Middle East and Africa hotel pipeline activity shines despite global downturn

Saudi Arabia and UAE lead the region in room construction, STR data shows

The Middle East and Africa was the only region in the world to record an increase in hotel pipeline activity at the end of the fourth quarter, hospitality industry analytics provider STR has said.

The region’s total hotel rooms under contract rose by 1.1 per cent in December, compared with the same month in 2021, to 238,635 rooms.

Saudi Arabia and the UAE led hotel construction activity in the region, with 40,742 rooms and 27,456 rooms, respectively, STR said in a report on Thursday.

The kingdom aims to deliver 310,000 completed hotel rooms in the kingdom by 2030 as part of plans to develop its hospitality market for domestic and international tourism, said a recent report by global property consultancy Knight Frank.

Delivery of the rooms under construction is forecast to cost about $110 billion, it said.

The UAE’s hospitality market is set to expand by 25 per cent by 2030, with a further 48,000 rooms added to the country’s extensive 200,000 key portfolio, Knight Frank said in a September report.

The delivery of the planned hotel rooms is forecast to cost about $32 billion, it said.

In the Middle East and Africa, the number of hotel rooms under final planning in December rose by 6 per cent annually to 41,086 rooms, STR data showed.

However, the region’s construction activity fell 5.8 per cent to 122,686 rooms while projects under final planning declined 6 per cent to 38,147 rooms during the month, the report said.
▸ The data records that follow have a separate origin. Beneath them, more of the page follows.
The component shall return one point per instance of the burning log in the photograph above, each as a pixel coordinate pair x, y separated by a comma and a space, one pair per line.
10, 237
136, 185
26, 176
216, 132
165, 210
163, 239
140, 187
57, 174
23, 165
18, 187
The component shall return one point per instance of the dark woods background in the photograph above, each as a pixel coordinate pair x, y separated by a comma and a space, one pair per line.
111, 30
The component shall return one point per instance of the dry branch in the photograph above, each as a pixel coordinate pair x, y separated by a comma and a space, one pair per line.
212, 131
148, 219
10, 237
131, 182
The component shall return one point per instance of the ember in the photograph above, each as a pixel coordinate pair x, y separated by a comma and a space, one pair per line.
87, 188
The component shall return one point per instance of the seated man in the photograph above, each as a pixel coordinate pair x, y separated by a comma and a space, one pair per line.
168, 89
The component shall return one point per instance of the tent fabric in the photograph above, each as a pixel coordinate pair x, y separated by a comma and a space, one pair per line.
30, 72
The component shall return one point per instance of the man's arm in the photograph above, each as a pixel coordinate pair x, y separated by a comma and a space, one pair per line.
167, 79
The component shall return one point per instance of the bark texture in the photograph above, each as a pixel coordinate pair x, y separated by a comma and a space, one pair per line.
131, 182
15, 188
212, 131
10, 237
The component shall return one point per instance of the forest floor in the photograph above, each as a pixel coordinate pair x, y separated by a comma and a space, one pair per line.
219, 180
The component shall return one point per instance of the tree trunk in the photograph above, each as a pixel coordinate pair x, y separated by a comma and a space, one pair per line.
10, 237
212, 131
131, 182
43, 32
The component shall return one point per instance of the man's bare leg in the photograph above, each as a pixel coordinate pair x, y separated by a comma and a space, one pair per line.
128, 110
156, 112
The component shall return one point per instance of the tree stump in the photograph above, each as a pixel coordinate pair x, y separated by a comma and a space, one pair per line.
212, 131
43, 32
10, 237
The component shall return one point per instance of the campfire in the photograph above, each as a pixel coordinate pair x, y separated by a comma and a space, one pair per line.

Hotel rooms under planning increased 11.5 per cent to 74,863.

Europe recorded the biggest decline in overall hotel pipeline activity among the world regions in December, compared with the same month in 2021, the data showed.

STR did not provide an explanation for the decrease.

The total number of hotel rooms under contract on the continent declined 11.2 per cent to 483,948 rooms, the London-based company said.

In Europe, the number of rooms under construction declined 14.5 per cent to 189,698, while those under final planning dropped 14.1 per cent to 140,663, STR data showed.

Germany and the UK led Europe in terms of total rooms under construction, with 36,162 rooms and 28,426 rooms, respectively.

The Asia-Pacific region recorded the second-biggest drop in overall hotel pipeline activity globally in December.

The region’s total number of hotel rooms under contract declined 5.4 per cent to 891,236 rooms while those under construction in the region rose by 0.6 per cent to 476,942 during the period. Rooms under final planning dropped 36 per cent to 108,955 rooms.

Among countries in the region, China has the highest number rooms under construction (300,163), followed by Vietnam (31,570).

In the Americas, the total rooms under contract declined 3.2 per cent to 736,823 in December from the previous year.

“The US holds the majority of rooms in construction [159,344] in the region and showed its first year-over-year increase in the phase since late 2020,” STR said.

After the US, Mexico (11,398) and Canada (6,752) had the highest number of rooms under construction in the region, the consultancy said.